What would I do if another emergency like this occurred? Could I always rely on public transportation? And what about all the car trips my husband and I take? Mike ends up doing all the driving, and I get to do all the snoozing. Yes, it's an excellent deal for me, but hardly equitable.
The first step to re-entering the driving world was renewing my expired New Jersey license and get a new one for Massachusetts. Because my license had been expired for several years, I had to take the written driver's test again. I beamed with pride when I got a perfect score. I was disappointed that my 100 wasn't noted on my new license, but still it was a confidence-booster that I knew what the penalty was for a teen with two offenses and what to do if confronted by a large animal crossing the road (try as much as possible to avoid the animal without causing a serious accident.)
But even after I had my valid license and Mike had put me on the insurance, I still wasn't driving. Maybe a spin in the country now and then, one-lane roads where a car passed about once an hour. But no more than that.
Until the night when we were driving to Vermont for the weekend and Mike, behind the wheel, suddenly doubled over in pain. We pulled into a rest stop and he turned off the ignition to take a break and wait it out. But the pain was only getting worse. He feared he had a kidney stone. He had one once before and the feeling could only be described as labor pains (except other people get a baby for their troubles but all you get is a rock.)
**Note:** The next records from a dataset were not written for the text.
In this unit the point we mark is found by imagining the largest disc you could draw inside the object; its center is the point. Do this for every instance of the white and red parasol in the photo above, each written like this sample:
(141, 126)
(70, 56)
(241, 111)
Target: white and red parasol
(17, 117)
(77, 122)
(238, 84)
I had no choice but to drive us the rest of the way to the motel. Once he was able to diagnose himself and knew that no ER visit was necessary, we switched places and suddenly I was in the driver's seat. I steered white-knuckled down the dark roads to Manchester, my hands firmly at 10 and 3 o'clock. When we arrived in one piece an hour later, my anxiety slowly turned to pride. I had driven us here! I had saved our trip! That feeling was way better than dozing.
Recently I was given another test I could not avoid. Once again, we were driving back from a weekend trip when Mike's mild headache morphed into a blinding migraine. It was eleven at night and we still had a ways to go to get back to Brookline--including the stretch over the Zakim bridge and through the tunnels of Boston. I didn't want to drive. I had avoided any major highways thusfar and never had to cross a bridge. I was terrified. But what other option did we have? We had brought one of the cats with us so we couldn't exactly check into a motel for the night. Plus we both had to work in the morning. Someone had to drive us home and it wasn't going to be the person with his eyes squeezed tight, moaning.
So there I was again, a reluctant driver about to face one of my worst fears. Yet by virtue of the fact that I had no choice I suddenly felt more focused, more confident, calmer. I would get this done. I had to.
And I did. Except for that one incident when I almost crashed into a truck cutting into my lane, I drove competently, if not smoothly. I pretended I was in a dream, but not the kind where you stop paying attention because you're thinking of eating ice cream cake. The one where you aren't scared because it all seems surreal and nothing can touch you.
It's sometimes a gift when we are faced with just one choice--to move forward. Last example: If you're afraid of heights and find yourself climbing a church tower with your Swedish relatives, you can't just disappoint them and scurry down to safety like a mouse. You must move forward, forward, each step in darkness bringing you closer to your goal. Your eyes are focused and your mind suspends fear until you're at the top and finally you can exhale.